Faroe Adaları 11 resmi elemeye katılım gösterirken, 1994 Dünya Kupası ve Euro 2008 elemelerinde grubunda puan alma başarısını gösteremedi. 7-0'lık Yugoslavya, Norveç ve Romanya mağlubiyetleriyle 8-1'lik yine Yugoslavya mağlubiyeti en büyük hüsranlar olarak dikkat çekiyor. Ancak bunun yanında Euro 2004 eleme grubunda iç sahadaki Almanya maçında 89. dakikaya kadar iyi direnip, 89 ve 90'da gelen 2 gollü mağlubiyet de Faroe futbolu adına unutulmaması gereken başarılardan biri. Evet, 22 adam, 90 dakika ve yine Almanlar.

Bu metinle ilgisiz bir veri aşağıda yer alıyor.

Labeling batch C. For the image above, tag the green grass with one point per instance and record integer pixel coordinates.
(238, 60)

Faroe Milli takımını İrlandalı Brian Kerr çalıştırıyor. Göreve geldikten hemen sonra elde edilen Litvanya galibiyeti ülke adına umut verici bir gelişmeydi. İçeride Estonya'yı 2-0 yendikleri maç ise ülkeye umuttan daha fazlasını vaat ediyor. Takımın en tecrübeli ismi Christian Holst, Silkeborg'da kariyerini sürdürüyor. Estonya maçında sahadaki isimlerden  Christian Moritsen ve Jónas Þór Næs, İzlanda'da Valur'da top koşturuyorlar. Geçtiğimiz sezon İskoçya'da Ross Country'de sadece 1 maçta forma giyen Atli Gregersen de ülkenin lejyonerlerinden biri.

Gunnar Nielsen
Ancak Faroe tarihinin en kariyerli oyuncusu şüphesiz Gunnar Nielsen. Blackburn'un Faroe'de keşfettiği ve daha sonra  Manchester City kadrosunda yer bulan Nielsem, 24 Nisan 2010 tarihinde Arsenal deplasmanında Emirates çimlerinde 14 dakika City'nin kalesini koruma tecrübesini yaşadı. Bu aynı zamanda bir Faroelinin Premier Lig'de ilk sahne aldığı an. City formasını bir daha giyemeyen Nielsen, geçtiğimiz sezonu Tranmere Rovers'ta kiralık olarak geçirdi. Bir diğer isim olarak da Newcastle United kadrosundaki ofansif orta saha Joan Simun Edmundsson dikkat çekiyor.1991 doğumlu Edmundsson henüz Newcastle forması giyemedi. Geçtiğimiz sezonu da Gateshead'de kiralık olarak geçirdi. Ancak Faroe Milli takımı çalıştırıcısı Brian Kerr kendisinden umutlu. Joan Simun, son olarak Newcastle ile bir yıllık daha sözleşme yeniledi. 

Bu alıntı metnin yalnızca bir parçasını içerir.